Algunas fuentes narrativas indican, además, que Almanzor contó con el apoyo de una serie de traidores que facilitaron su entrada [24]; traición recogida brevemente por las historias generales. Así, Lafuente expresa que era cierto que tras partir Almanzor de Córdoba y «encaminándose por Coria y Ciudad Rodrigo, incorporáronsele, dicen, los condes gallegos en los campos de Argañin, y juntos marcharon sobre Santiago» [25]. Altamira es, si cabe, más escueto, y admite que Almanzor «penetró en Galicia ayudado por los condes sometidos y por la escuadra enviada á Oporto» [26]. Sería Morayta quien más elocuentemente lo pondría de manifiesto. Según él, la historia del califato andaluz contenía demasiados episodios que debían avergonzar a la cristiandad por haber estado empañados por la traición. Destaca que estos traidores fueron los responsables de que la tarea emprendida en 711 de recobrar España se alargase tanto:

La historia del califato andaluz contiene muchas páginas de verdadera vergüenza para la cristiandad. De ellas resulta, con cuánta facilidad los cristianos independientes se ponían á los piés de los muslimes. Sancho el Gordo y el conde Sancho Garcés llegan á ser soberanos merced á la intervención armada de los muslimes; los condes gallegos ayudan á la destrucción de Santiago; condes castellanos son los que marchan en la vanguardia del ejército de Almanzor en algunas de sus correrías por Castilla; y cristianos leoneses, navarros y castellanos son los que constituyen el nervio de las fuerzas, que permiten al hajib cordobés llegar triunfante á los más lejanos confines. La Reconquista, aunque obra nacional, se retardó á causa de intermitencias censurables, producidas por los mismos á quienes cumplía realizarla [27].

Regresando a la leyenda del abad tenemos noticia de que, después de abandonar el templo compostelano, se produjo un cerco prolongado del que merecerían recordarse dos episodios por encarnar a la perfección, a pesar de encontrarnos en Portugal, el ser nacional español. Uno de ellos es la entrevista que el abad mantiene desde una almena con el traidor y el otro es la salida que los sitiados eligen tras más de dos años de penurias. En cuanto al primero, Zulema intenta persuadir al abad para que se convierta al islam y le advierte que ese mismo día entrará en su castillo, matando a todos los hombres y mujeres que encontrase. El abad don Juan, por supuesto, se niega y realiza una acerba defensa del cristianismo: «Sabe que ni por miedo del rey Almançor ni por el tuyo se me da nada, porque yo fio en la merced de Dios e del apóstol sant Matheo e del apóstol Santiago, que lo hará mejor comigo que tu dizes, e que me vengará de ti, así como de malo traidor, desconocido a Dios e a mí, porque andas en figura de diablo e no de hombre. E vete, traidor, quítateme delante» [28].
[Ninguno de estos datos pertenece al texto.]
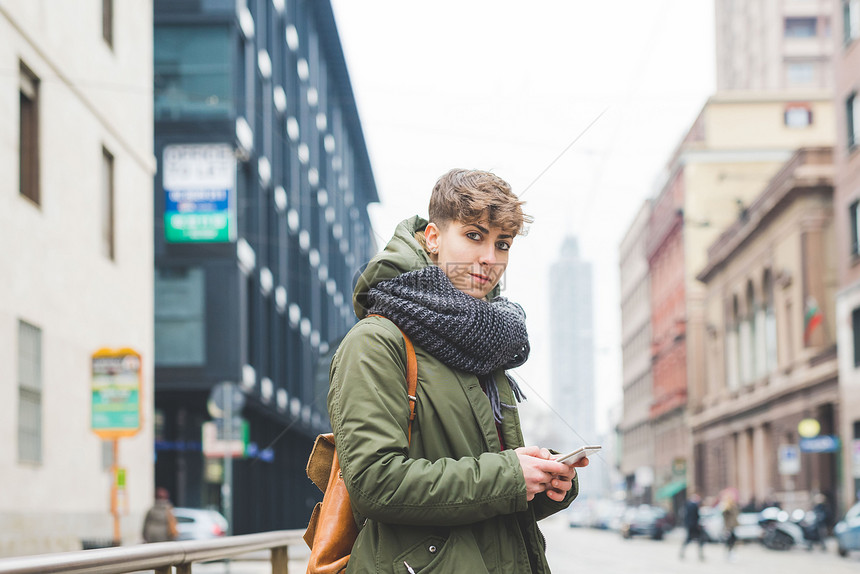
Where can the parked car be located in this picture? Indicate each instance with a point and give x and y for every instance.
(847, 531)
(645, 520)
(199, 524)
(607, 514)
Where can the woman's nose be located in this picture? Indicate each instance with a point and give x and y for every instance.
(487, 255)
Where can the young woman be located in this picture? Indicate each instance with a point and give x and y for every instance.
(463, 494)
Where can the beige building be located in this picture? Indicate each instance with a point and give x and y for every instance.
(76, 226)
(635, 429)
(737, 144)
(768, 364)
(846, 205)
(774, 45)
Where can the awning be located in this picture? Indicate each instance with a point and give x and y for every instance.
(671, 489)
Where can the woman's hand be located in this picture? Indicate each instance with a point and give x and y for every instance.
(543, 474)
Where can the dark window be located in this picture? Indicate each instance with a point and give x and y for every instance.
(29, 135)
(193, 76)
(107, 21)
(855, 328)
(852, 119)
(107, 204)
(180, 321)
(800, 27)
(797, 116)
(855, 228)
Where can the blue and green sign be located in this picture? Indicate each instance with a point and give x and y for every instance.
(199, 183)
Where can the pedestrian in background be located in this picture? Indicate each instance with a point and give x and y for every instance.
(691, 523)
(730, 522)
(160, 523)
(457, 490)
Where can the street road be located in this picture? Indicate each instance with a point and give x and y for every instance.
(589, 551)
(585, 550)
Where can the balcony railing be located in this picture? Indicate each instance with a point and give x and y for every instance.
(160, 556)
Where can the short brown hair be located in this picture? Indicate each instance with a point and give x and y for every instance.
(469, 195)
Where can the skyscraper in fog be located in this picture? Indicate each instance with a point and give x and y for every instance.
(770, 45)
(572, 344)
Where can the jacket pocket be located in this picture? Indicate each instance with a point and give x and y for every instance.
(435, 554)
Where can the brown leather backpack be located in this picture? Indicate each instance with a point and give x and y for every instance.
(332, 530)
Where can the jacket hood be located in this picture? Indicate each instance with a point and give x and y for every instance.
(402, 254)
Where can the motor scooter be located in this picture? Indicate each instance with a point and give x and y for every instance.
(782, 531)
(778, 531)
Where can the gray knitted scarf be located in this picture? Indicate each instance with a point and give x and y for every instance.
(462, 331)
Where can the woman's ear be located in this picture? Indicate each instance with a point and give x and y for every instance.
(431, 238)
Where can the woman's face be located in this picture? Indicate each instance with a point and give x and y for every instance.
(473, 255)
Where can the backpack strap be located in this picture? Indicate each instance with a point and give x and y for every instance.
(411, 374)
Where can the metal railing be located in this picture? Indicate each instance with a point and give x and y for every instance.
(160, 556)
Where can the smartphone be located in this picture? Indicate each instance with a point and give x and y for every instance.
(581, 452)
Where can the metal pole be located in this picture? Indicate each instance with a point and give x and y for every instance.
(114, 495)
(227, 489)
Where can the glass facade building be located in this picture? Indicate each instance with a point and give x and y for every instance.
(261, 223)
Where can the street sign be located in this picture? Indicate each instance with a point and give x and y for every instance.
(116, 390)
(216, 443)
(789, 459)
(820, 443)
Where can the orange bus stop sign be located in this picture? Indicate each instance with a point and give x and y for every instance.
(116, 393)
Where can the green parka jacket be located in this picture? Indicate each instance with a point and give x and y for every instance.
(451, 501)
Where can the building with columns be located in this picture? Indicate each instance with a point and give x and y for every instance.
(770, 355)
(635, 430)
(736, 145)
(76, 229)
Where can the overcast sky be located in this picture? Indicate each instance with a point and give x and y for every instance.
(509, 86)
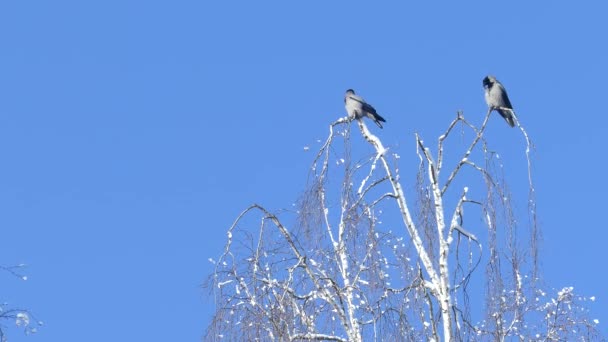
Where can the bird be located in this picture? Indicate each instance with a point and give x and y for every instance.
(356, 107)
(497, 99)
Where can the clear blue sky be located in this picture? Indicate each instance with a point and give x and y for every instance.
(133, 132)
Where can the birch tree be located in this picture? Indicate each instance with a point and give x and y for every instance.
(368, 256)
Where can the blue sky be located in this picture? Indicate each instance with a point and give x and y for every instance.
(133, 132)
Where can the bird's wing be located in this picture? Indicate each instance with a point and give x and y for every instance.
(366, 107)
(504, 98)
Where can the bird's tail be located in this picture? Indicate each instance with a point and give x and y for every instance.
(378, 119)
(507, 114)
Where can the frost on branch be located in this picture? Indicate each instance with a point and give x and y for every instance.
(369, 256)
(14, 317)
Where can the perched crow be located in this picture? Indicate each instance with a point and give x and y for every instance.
(497, 99)
(357, 108)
Es entonces cuando se llega al momento culminante del asedio. El abad, consciente de que su número es muy inferior al de sus enemigos, decide, reunidos todos en el castillo, matar a los hombres viejos, las mujeres y los niños, es decir, aquellos que no servían para pelear, y quemar las cosas del castillo: «Digo vos que yo he pensado una cosa, como quier que sea peligroso de los cuerpos, será muy gran provecho de las ánimas» [29]. La resolución del sitio consistió en una opción que no aparecía por primera vez en la historia de España: el suicidio colectivo. La primera en morir fue Urraca, hermana del abad, y sus hijos. El resto, al ver el ejemplo que daba Don Juan, comenzaron a matarse: «E sabed que acaesció uno degollar a su padre e a su madre e a su muger e a sus hijos, e cada uno a sus parientes, hasta que no dexaron ninguno en todo el castillo» [30]. El suicidio equivaldría al asesinato de uno mismo, lo que en principio contravendría uno de los mandamientos. Los Evangelios narran varios suicidios pero no los castigan explícitamente. Podemos razonar, sin embargo, que cometerían pecado porque se trata de la asunción de un poder reservado en exclusiva a Dios, que es quien decide cuándo y cómo debe morir una persona. A pesar de ello, prefieren morir antes que vivir bajo el yugo de la media luna.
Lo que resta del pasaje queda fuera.